Pie charts are used to compare the parts of a whole. 


These are most useful when there are few categories, however bar graphs are often capable of visualizing comparisons more easily.

Statistical Analysis with Graphs

When graphing averages, it is helpful to indicate the uncertainty in your data. Error bars are graphic representations of uncertainty that help to show how precise the measurement is. The larger the error bar, the more uncertain the data is.

Error bars can also be used to display standard deviation, which shows variation in data rather than uncertainty. More rarely, confidence intervals will be used, which shows the reliability of the measurement.

Typically, we will use s.e.m. (standard error of the mean) bars. Oftentimes, 2SEM (or double the standard error of the mean) is used as our error bars. The bar should extend down from the average (either the dot in a line graph or the top of the bar in a bar graph) by the 2SEM value and extend up from the average by the 2SEM. The data within the error bar then incorporates approximately 95% of the means in the data, approximating a 95% confidence interval.
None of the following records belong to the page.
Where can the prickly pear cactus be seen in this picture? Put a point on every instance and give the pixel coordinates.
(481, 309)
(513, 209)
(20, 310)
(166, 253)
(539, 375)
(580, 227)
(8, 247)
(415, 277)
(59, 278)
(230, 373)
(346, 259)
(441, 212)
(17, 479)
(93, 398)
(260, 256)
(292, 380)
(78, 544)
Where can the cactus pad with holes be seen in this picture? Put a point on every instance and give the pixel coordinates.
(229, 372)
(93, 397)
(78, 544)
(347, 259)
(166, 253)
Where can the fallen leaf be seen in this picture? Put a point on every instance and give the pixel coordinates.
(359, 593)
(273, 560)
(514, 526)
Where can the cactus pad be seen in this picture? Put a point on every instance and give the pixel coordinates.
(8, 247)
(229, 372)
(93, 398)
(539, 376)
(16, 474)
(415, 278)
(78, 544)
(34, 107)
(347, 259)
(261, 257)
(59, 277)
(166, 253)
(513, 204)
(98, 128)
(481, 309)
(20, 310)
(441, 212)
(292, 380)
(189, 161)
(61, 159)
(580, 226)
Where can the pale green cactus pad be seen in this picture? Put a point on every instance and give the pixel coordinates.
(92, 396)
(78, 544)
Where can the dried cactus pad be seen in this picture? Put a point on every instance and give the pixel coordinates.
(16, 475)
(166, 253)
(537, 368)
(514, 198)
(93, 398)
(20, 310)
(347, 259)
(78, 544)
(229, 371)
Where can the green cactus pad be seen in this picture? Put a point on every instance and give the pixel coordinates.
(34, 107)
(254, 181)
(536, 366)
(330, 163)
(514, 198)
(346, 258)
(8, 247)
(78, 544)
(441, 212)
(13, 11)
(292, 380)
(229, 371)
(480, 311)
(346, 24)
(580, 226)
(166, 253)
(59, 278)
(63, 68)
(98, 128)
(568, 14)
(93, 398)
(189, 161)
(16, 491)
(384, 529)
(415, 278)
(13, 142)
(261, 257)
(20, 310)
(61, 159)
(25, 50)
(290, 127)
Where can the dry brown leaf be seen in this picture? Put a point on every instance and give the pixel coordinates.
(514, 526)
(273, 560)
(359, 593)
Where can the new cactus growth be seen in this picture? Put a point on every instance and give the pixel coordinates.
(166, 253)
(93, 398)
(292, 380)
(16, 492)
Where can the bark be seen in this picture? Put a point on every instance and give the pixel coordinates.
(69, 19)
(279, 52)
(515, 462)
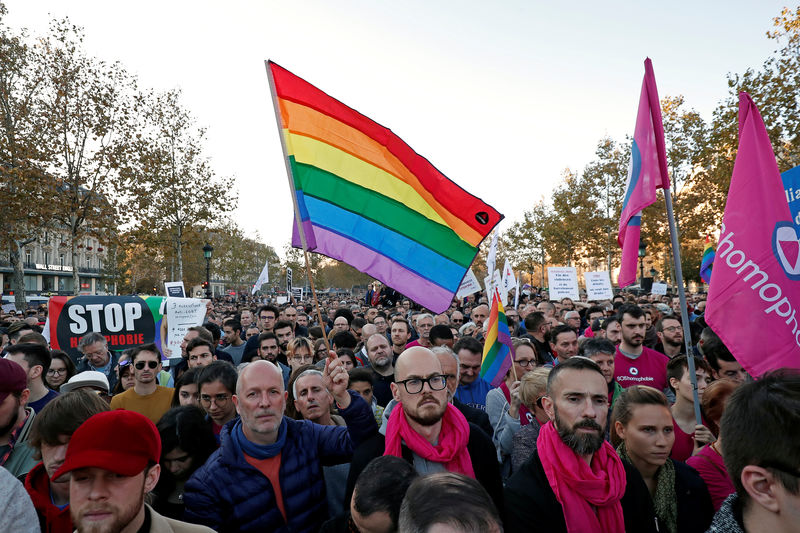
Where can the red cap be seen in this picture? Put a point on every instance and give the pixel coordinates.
(12, 378)
(120, 441)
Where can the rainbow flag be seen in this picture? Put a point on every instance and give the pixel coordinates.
(363, 196)
(498, 352)
(708, 261)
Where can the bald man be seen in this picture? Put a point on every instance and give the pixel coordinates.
(267, 473)
(426, 430)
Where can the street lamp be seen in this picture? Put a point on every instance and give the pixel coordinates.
(207, 249)
(642, 253)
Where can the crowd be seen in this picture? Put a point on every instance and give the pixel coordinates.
(371, 416)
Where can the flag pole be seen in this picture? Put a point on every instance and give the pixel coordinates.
(658, 128)
(298, 220)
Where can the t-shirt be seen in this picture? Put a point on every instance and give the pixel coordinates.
(44, 400)
(650, 369)
(153, 406)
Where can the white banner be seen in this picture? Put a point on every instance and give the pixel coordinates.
(469, 285)
(598, 285)
(563, 283)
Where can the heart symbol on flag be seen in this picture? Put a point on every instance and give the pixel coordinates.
(786, 245)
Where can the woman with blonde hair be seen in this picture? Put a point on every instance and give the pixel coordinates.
(643, 432)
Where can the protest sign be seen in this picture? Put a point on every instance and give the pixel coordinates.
(598, 285)
(182, 313)
(563, 283)
(175, 289)
(469, 285)
(659, 288)
(125, 321)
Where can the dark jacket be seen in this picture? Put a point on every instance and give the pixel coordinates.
(228, 494)
(480, 448)
(695, 510)
(475, 416)
(531, 504)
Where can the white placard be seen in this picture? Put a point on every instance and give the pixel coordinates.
(598, 285)
(469, 285)
(659, 288)
(563, 283)
(182, 313)
(175, 289)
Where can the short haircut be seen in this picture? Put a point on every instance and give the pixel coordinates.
(441, 331)
(221, 371)
(91, 338)
(382, 485)
(632, 310)
(344, 339)
(34, 354)
(534, 321)
(197, 341)
(679, 365)
(202, 333)
(63, 415)
(361, 374)
(761, 426)
(558, 330)
(234, 324)
(448, 498)
(468, 343)
(626, 402)
(149, 347)
(595, 345)
(573, 363)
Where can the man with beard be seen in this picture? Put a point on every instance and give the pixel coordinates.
(16, 419)
(575, 481)
(634, 363)
(428, 431)
(113, 461)
(670, 337)
(380, 358)
(267, 473)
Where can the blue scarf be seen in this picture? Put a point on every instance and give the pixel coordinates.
(259, 451)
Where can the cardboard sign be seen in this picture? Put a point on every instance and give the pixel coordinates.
(182, 313)
(469, 285)
(563, 283)
(659, 288)
(598, 285)
(175, 289)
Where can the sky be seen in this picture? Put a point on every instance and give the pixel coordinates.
(500, 96)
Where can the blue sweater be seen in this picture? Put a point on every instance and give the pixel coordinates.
(228, 494)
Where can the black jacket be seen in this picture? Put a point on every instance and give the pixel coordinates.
(531, 504)
(480, 448)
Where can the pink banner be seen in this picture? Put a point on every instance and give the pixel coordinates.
(755, 284)
(647, 172)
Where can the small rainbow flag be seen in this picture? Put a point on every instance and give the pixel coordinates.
(498, 351)
(363, 196)
(708, 260)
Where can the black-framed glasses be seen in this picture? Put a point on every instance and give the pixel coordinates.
(414, 385)
(219, 399)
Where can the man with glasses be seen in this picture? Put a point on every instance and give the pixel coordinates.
(216, 384)
(425, 429)
(146, 397)
(97, 357)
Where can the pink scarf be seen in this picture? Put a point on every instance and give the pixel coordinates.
(452, 447)
(590, 496)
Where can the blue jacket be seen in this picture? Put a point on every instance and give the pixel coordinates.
(228, 494)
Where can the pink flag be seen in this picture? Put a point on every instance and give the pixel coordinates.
(647, 172)
(755, 287)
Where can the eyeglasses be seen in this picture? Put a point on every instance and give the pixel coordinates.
(219, 399)
(414, 385)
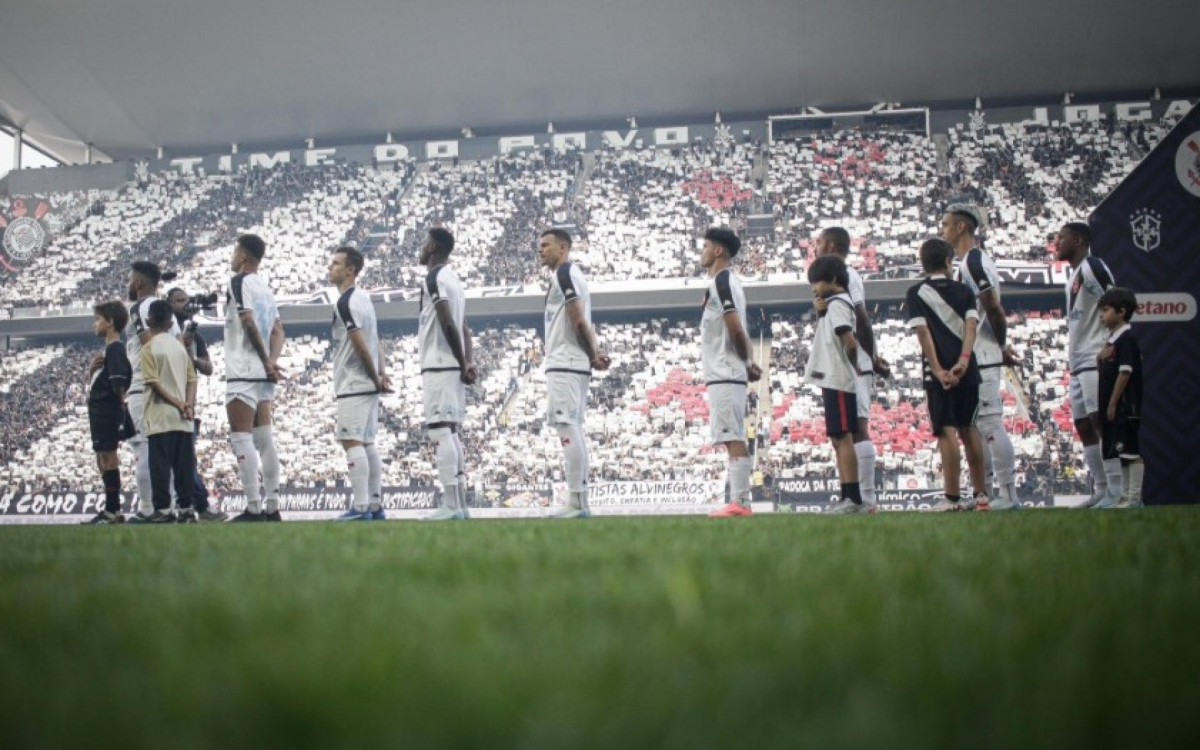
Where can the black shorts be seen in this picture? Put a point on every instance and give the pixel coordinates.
(841, 412)
(952, 408)
(1119, 439)
(106, 425)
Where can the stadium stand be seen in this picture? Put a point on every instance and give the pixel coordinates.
(647, 415)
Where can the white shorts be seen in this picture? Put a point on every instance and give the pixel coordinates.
(990, 401)
(863, 395)
(1084, 394)
(567, 397)
(445, 396)
(727, 412)
(138, 414)
(358, 418)
(250, 391)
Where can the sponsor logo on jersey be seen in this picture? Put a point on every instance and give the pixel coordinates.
(1187, 163)
(23, 233)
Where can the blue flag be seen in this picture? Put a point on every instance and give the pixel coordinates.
(1149, 233)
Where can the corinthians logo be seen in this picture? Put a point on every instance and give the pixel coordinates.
(23, 234)
(1144, 226)
(1187, 163)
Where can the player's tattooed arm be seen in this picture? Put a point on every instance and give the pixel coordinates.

We can use error bars to help determine if observed differences are meaningful. If the error bars overlap between two datasets, that suggests that there may not be a statistical difference between them, even if the averages are different. While a statistical test would need to be performed to determine this, for many classes (such as AP Biology), whether they overlap or not is considered enough to make the conclusion.

Sometimes, specific statistical tests were used (such as a t-test or ANOVA) to determine if there was a statistical difference between values that are being graphed. In this situation, asterisks are often used to indicate a statistical difference. The test used and what significance level was determined (typically via the p value) are often then described in the figure legend.